Gräben werden vertieft
Vorwurf: Besetzung von Spitzenpositionen im Rathaus wird ideologisiert
Zu Personalien im Rathaus schreibt Hermann H. Saitz aus Erfurt:
Seit der Wende war es mehrere Jahre hindurch üblich, an Spitzenpositionen der Stadtverwaltung zumindest die beiden großen Volksparteien und Parteilose zu beteiligen. Auf diese Weise wurde der Ideologisierung der Verwaltung vorgebeugt und den Bürgern vermittelt, dass sich die Stadtverwaltung als eine Verwaltung aller (Betonung auf „aller“) Erfurter verstand. Die beiden Oberbürgermeister, die Erfurt bisher hatte, haben gerade dies stets betont.
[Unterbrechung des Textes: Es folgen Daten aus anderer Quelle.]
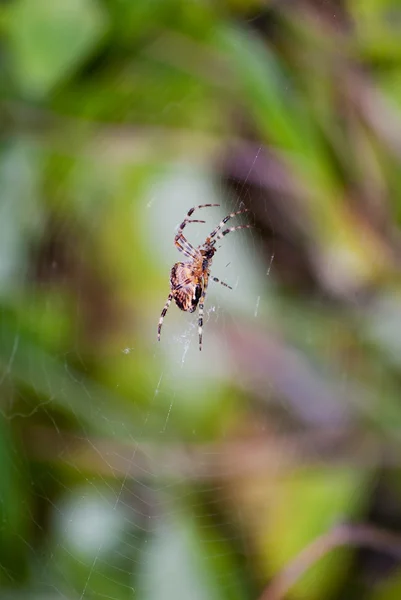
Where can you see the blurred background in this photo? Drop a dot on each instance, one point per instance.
(136, 469)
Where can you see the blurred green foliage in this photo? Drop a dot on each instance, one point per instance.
(136, 469)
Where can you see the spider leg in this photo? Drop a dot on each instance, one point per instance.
(223, 233)
(163, 314)
(227, 218)
(189, 213)
(201, 309)
(222, 282)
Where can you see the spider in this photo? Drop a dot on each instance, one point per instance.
(189, 280)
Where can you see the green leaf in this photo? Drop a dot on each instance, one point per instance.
(49, 39)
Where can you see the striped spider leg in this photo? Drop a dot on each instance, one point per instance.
(189, 280)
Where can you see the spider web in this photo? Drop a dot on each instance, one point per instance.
(131, 511)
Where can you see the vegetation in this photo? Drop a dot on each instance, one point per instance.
(136, 469)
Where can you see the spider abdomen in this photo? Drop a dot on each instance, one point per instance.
(186, 286)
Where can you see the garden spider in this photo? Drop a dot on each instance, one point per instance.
(189, 280)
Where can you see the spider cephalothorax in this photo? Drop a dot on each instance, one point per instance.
(189, 280)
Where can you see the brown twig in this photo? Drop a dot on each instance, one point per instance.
(341, 535)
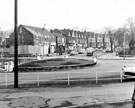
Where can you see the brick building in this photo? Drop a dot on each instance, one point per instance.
(33, 41)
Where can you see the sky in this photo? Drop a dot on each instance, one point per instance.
(93, 15)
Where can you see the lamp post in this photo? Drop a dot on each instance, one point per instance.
(15, 48)
(124, 46)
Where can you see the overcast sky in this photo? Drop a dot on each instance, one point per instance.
(92, 14)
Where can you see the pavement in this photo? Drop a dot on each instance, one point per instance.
(116, 95)
(99, 96)
(112, 56)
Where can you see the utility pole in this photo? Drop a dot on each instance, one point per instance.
(15, 48)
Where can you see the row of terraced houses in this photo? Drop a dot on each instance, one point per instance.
(40, 41)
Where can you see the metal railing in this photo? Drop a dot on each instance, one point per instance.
(59, 76)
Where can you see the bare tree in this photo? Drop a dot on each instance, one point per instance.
(111, 33)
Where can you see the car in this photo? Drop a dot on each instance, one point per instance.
(73, 52)
(128, 71)
(81, 51)
(89, 51)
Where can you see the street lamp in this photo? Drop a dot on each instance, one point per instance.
(15, 47)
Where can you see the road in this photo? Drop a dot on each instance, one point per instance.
(104, 69)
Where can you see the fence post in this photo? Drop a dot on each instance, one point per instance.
(38, 79)
(68, 79)
(121, 76)
(96, 78)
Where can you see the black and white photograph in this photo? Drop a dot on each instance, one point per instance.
(67, 53)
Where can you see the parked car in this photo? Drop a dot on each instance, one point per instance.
(89, 51)
(81, 51)
(73, 52)
(128, 71)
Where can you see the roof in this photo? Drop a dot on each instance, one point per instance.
(58, 35)
(37, 31)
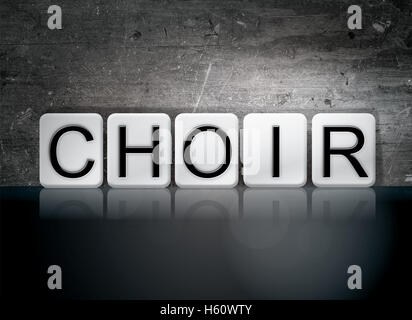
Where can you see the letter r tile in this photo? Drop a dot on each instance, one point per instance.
(343, 150)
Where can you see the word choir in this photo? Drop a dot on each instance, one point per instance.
(206, 150)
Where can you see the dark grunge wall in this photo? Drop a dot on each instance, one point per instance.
(205, 56)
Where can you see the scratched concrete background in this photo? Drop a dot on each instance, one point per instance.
(205, 56)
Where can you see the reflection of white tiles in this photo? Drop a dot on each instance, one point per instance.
(136, 204)
(207, 204)
(71, 203)
(259, 150)
(205, 149)
(140, 168)
(343, 204)
(74, 149)
(342, 172)
(267, 214)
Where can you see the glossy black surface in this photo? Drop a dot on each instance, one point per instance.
(205, 244)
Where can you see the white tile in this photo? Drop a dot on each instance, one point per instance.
(260, 158)
(342, 173)
(151, 167)
(74, 154)
(211, 151)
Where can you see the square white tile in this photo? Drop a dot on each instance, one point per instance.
(206, 150)
(274, 149)
(71, 150)
(352, 134)
(139, 148)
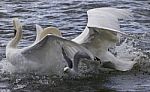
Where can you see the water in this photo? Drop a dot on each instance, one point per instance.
(70, 17)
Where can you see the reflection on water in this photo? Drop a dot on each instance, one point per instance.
(70, 17)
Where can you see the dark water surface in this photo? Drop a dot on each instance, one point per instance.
(70, 17)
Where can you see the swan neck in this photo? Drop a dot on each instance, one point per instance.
(13, 43)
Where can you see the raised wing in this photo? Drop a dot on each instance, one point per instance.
(101, 33)
(48, 52)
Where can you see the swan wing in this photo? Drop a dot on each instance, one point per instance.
(102, 32)
(39, 30)
(48, 52)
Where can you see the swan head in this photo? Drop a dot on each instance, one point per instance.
(70, 71)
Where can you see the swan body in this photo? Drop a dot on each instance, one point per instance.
(45, 55)
(102, 32)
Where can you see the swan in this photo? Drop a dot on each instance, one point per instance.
(72, 68)
(102, 32)
(45, 55)
(41, 33)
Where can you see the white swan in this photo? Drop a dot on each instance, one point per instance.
(72, 68)
(102, 32)
(41, 33)
(45, 55)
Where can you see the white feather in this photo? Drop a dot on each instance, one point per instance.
(102, 32)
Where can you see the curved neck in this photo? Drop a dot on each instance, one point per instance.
(13, 43)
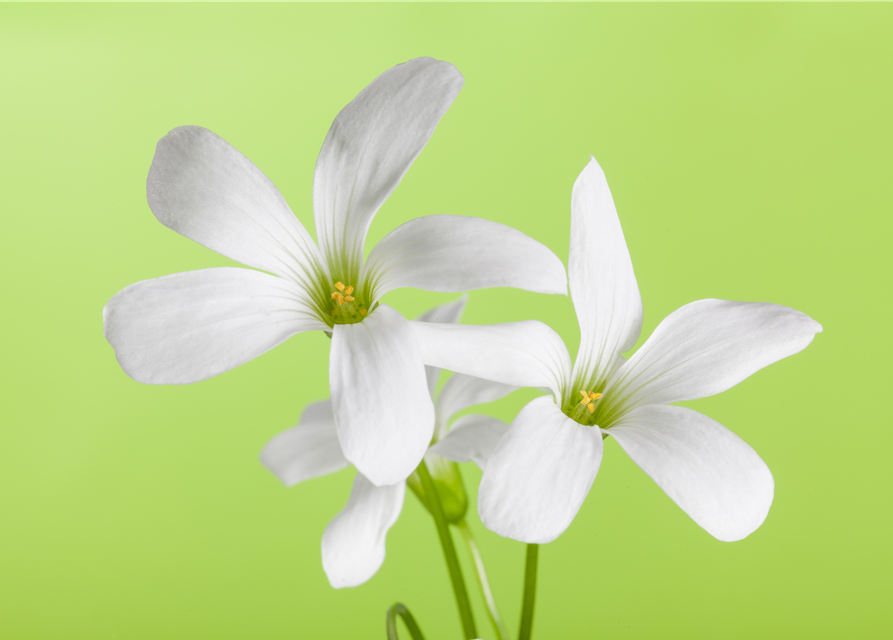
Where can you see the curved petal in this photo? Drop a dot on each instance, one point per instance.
(708, 346)
(449, 312)
(603, 285)
(194, 325)
(383, 411)
(462, 391)
(308, 450)
(472, 437)
(539, 474)
(523, 354)
(458, 253)
(370, 145)
(353, 543)
(711, 473)
(203, 188)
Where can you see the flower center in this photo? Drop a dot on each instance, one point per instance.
(345, 308)
(584, 411)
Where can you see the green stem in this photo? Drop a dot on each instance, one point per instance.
(449, 552)
(529, 592)
(408, 620)
(481, 573)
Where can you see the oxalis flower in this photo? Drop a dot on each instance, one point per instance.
(353, 545)
(191, 326)
(542, 469)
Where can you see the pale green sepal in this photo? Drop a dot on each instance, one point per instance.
(450, 489)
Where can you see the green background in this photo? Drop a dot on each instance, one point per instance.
(748, 150)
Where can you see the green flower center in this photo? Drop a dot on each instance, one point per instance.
(347, 306)
(584, 410)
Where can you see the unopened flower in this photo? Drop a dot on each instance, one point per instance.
(353, 545)
(190, 326)
(542, 469)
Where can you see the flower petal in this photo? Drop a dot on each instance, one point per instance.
(383, 411)
(602, 283)
(370, 146)
(449, 312)
(523, 354)
(353, 543)
(203, 188)
(711, 473)
(462, 391)
(707, 347)
(539, 474)
(308, 450)
(472, 437)
(190, 326)
(458, 253)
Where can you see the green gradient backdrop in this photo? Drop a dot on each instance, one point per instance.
(748, 150)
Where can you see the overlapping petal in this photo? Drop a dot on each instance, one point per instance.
(190, 326)
(539, 474)
(707, 347)
(472, 437)
(449, 312)
(462, 391)
(457, 253)
(203, 188)
(602, 283)
(713, 475)
(308, 450)
(522, 354)
(370, 146)
(353, 545)
(382, 407)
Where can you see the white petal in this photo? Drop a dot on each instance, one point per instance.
(458, 253)
(203, 188)
(383, 410)
(472, 437)
(449, 312)
(190, 326)
(462, 391)
(523, 354)
(539, 475)
(711, 473)
(603, 285)
(707, 347)
(353, 543)
(308, 450)
(369, 147)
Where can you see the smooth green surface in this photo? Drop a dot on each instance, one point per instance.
(748, 149)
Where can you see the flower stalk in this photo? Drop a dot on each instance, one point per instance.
(529, 597)
(449, 552)
(400, 610)
(480, 573)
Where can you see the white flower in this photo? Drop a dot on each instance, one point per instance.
(353, 545)
(190, 326)
(542, 469)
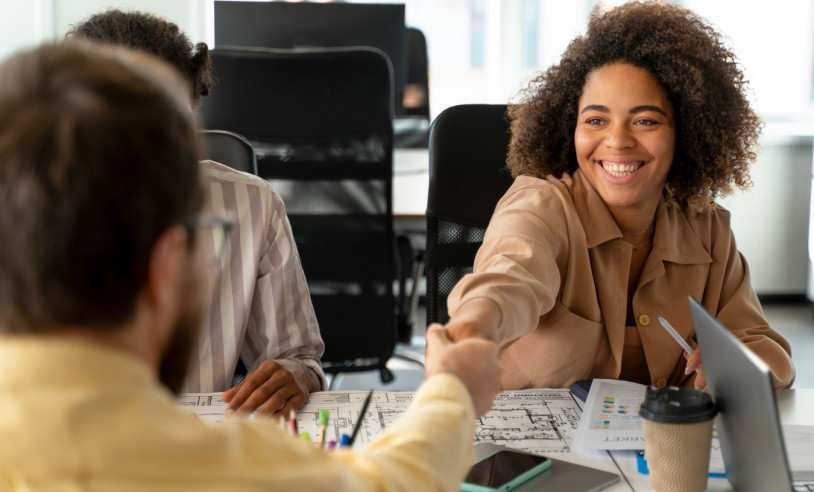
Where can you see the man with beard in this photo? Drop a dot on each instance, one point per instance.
(260, 312)
(103, 269)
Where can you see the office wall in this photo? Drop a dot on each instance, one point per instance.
(771, 220)
(26, 23)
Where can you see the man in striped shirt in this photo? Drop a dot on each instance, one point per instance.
(260, 311)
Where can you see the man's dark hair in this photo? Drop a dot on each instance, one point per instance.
(98, 157)
(154, 35)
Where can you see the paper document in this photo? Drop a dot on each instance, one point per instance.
(542, 421)
(611, 416)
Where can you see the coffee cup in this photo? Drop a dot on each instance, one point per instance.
(677, 435)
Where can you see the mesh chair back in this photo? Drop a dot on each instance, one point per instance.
(468, 175)
(229, 149)
(321, 122)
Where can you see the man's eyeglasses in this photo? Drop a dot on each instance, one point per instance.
(221, 228)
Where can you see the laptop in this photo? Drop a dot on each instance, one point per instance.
(561, 477)
(748, 423)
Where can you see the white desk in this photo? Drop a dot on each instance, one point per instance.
(411, 181)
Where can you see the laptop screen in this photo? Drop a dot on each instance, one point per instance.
(748, 423)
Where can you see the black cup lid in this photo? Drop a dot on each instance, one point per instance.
(674, 405)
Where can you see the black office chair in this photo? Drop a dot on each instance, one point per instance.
(321, 122)
(229, 149)
(468, 175)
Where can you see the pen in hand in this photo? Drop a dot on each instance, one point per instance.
(692, 365)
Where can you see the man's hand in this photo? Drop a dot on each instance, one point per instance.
(271, 384)
(474, 361)
(694, 364)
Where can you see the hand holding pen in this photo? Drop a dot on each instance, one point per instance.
(693, 356)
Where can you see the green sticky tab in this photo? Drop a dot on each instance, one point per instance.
(324, 416)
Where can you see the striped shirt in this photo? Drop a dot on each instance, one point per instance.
(260, 307)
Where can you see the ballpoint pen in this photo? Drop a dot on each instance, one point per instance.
(361, 418)
(324, 417)
(675, 335)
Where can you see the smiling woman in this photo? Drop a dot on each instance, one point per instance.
(619, 152)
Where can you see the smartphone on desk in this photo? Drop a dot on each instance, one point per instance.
(504, 471)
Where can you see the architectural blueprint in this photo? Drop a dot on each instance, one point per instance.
(542, 421)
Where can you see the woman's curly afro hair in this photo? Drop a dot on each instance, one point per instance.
(716, 130)
(156, 36)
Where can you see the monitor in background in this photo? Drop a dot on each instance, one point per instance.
(291, 25)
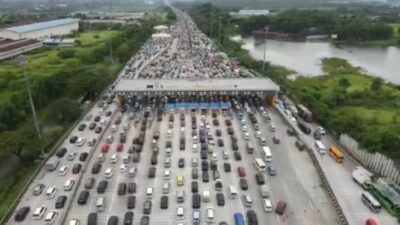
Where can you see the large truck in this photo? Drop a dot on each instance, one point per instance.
(52, 163)
(362, 177)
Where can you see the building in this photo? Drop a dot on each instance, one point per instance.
(10, 49)
(262, 87)
(250, 12)
(41, 30)
(59, 42)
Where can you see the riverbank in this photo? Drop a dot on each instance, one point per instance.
(345, 100)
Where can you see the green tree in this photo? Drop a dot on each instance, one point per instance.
(376, 84)
(344, 83)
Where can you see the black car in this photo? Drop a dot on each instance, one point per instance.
(121, 189)
(145, 220)
(220, 199)
(131, 203)
(227, 167)
(204, 165)
(83, 156)
(195, 187)
(164, 202)
(220, 143)
(243, 184)
(206, 177)
(113, 220)
(21, 214)
(92, 126)
(76, 168)
(96, 168)
(83, 197)
(237, 156)
(82, 127)
(60, 153)
(98, 130)
(195, 174)
(102, 186)
(147, 207)
(152, 172)
(252, 217)
(128, 218)
(260, 179)
(154, 159)
(73, 139)
(181, 163)
(196, 201)
(60, 202)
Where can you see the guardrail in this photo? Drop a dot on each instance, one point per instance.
(53, 149)
(324, 180)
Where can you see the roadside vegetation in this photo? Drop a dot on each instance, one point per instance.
(62, 80)
(344, 100)
(356, 27)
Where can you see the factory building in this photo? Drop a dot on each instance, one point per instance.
(41, 30)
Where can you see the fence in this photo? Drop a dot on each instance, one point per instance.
(375, 162)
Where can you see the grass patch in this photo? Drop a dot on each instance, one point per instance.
(9, 186)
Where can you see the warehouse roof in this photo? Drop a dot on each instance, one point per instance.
(41, 25)
(255, 84)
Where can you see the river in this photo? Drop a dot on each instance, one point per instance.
(305, 57)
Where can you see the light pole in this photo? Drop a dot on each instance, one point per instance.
(265, 46)
(23, 62)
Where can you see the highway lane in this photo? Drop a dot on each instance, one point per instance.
(346, 190)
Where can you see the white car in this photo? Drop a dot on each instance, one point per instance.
(69, 184)
(62, 171)
(123, 168)
(114, 158)
(321, 130)
(81, 141)
(108, 173)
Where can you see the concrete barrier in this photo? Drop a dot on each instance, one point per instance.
(324, 180)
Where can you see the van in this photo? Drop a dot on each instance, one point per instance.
(267, 204)
(180, 196)
(38, 213)
(180, 213)
(50, 217)
(280, 207)
(232, 192)
(167, 175)
(167, 163)
(247, 200)
(149, 191)
(100, 204)
(249, 147)
(166, 188)
(51, 192)
(210, 214)
(263, 141)
(92, 219)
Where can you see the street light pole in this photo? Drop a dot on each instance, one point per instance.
(23, 61)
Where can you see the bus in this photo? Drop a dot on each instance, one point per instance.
(239, 219)
(371, 202)
(259, 164)
(266, 152)
(336, 154)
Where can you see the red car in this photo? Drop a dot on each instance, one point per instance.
(241, 172)
(120, 147)
(105, 148)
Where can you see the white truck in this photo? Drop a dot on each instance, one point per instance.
(265, 191)
(362, 176)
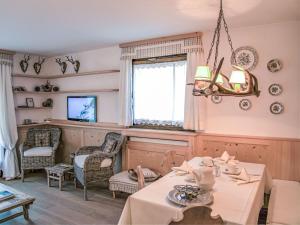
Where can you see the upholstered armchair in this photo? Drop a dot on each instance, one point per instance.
(94, 164)
(39, 148)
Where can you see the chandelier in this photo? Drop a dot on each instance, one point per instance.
(213, 82)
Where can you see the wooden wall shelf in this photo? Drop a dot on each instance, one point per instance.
(68, 92)
(59, 76)
(32, 108)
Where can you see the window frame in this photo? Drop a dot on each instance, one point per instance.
(154, 60)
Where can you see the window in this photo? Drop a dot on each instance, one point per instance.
(159, 91)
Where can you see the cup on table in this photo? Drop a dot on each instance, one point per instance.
(231, 168)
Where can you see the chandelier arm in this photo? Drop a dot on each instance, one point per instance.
(215, 34)
(213, 82)
(229, 38)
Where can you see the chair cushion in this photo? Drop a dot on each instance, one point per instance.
(39, 151)
(121, 182)
(109, 145)
(42, 139)
(79, 160)
(284, 204)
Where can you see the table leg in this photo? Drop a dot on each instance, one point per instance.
(48, 179)
(25, 212)
(60, 182)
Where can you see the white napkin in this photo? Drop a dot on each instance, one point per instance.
(207, 161)
(244, 177)
(225, 156)
(185, 168)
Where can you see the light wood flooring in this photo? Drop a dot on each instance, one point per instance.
(66, 207)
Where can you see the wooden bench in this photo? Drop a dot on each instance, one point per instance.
(284, 204)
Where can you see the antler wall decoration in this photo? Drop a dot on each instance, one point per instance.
(38, 65)
(62, 64)
(24, 63)
(75, 63)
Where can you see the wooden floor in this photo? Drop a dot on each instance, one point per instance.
(66, 207)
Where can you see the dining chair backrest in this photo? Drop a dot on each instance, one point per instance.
(141, 178)
(198, 215)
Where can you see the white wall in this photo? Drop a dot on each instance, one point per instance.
(271, 41)
(100, 59)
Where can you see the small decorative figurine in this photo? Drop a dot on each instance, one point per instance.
(24, 63)
(63, 65)
(75, 63)
(37, 66)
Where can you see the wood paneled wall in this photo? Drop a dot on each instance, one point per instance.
(280, 155)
In den letzten Jahren hat die R2G-Mehrheit des Rates aber die größte Ratsfraktion, die der CDU, und die der Bunten von der Verwaltungsspitze und von anderen leitenden Positionen ausgeschlossen und die Posten alleine mit ihren Parteigängern besetzt. (Hatten wir das nicht schon mal ?). Nun stehen im November drei Beigeordnetenposten zur Neubesetzung an. Mit der Nominierung seiner Kandidaten hat der OB zu erkennen gegeben, dass er eine Rückkehr zur früheren Praxis, nämlich die Beteiligung aller politischen Richtungen an der Verwaltungsspitze, nicht wünscht. Er folgt damit dem Votum der Jugendorganisationen von R2G, die den OB aufgefordert hatten, einen streng ideologischen Kurs zu fahren und nur Kandidaten von R2G zur Wahl zu stellen, auch wenn diese nicht über eine notwendige Qualifikation, z.B. einen Hochschulabschluss, verfügen. Es erstaunt schon, welches Demokratieverständnis die R2G-Jugend hat und mit welcher Vehemenz sie die leider vorhandenen Gräben zwischen den politischen Parteien, auch im Erfurter Rat, weiter vertiefen will. Das Gerangel um die Nachfolge des vorzeitig aus dem Amt scheidenden Kowo-Geschäftsführers, das auch den Geruch eines Postengeschachers aus politischen Gründen hat, verstärkt diesen Eindruck. Wenn selbst die Kowo-Mitarbeiter dagegen öffentlich Bedenken äußern, dann müssten doch alle Alarmglocken läuten, dass hier ein wünschenswerter kommunaler Frieden verhindert werden soll. Wenn wir Bürger uns immer häufiger fragen, wo die Ursachen der Politikverdrossenheit des Wahlvolks liegen, dann sind ganz gewiss Vorgänge dieser Art eine der Ursachen. Wie sagt man: „Blinder (politischer) Eifer schadet nur“, vielleicht auch der R2GKoalition und dem Ansehen der Kommunalpolitik in Erfurt. Alle Bürger haben einen Anspruch darauf, sich in der Lenkung der Stadt wiederzufinden, nicht nur linke Parteimitglieder.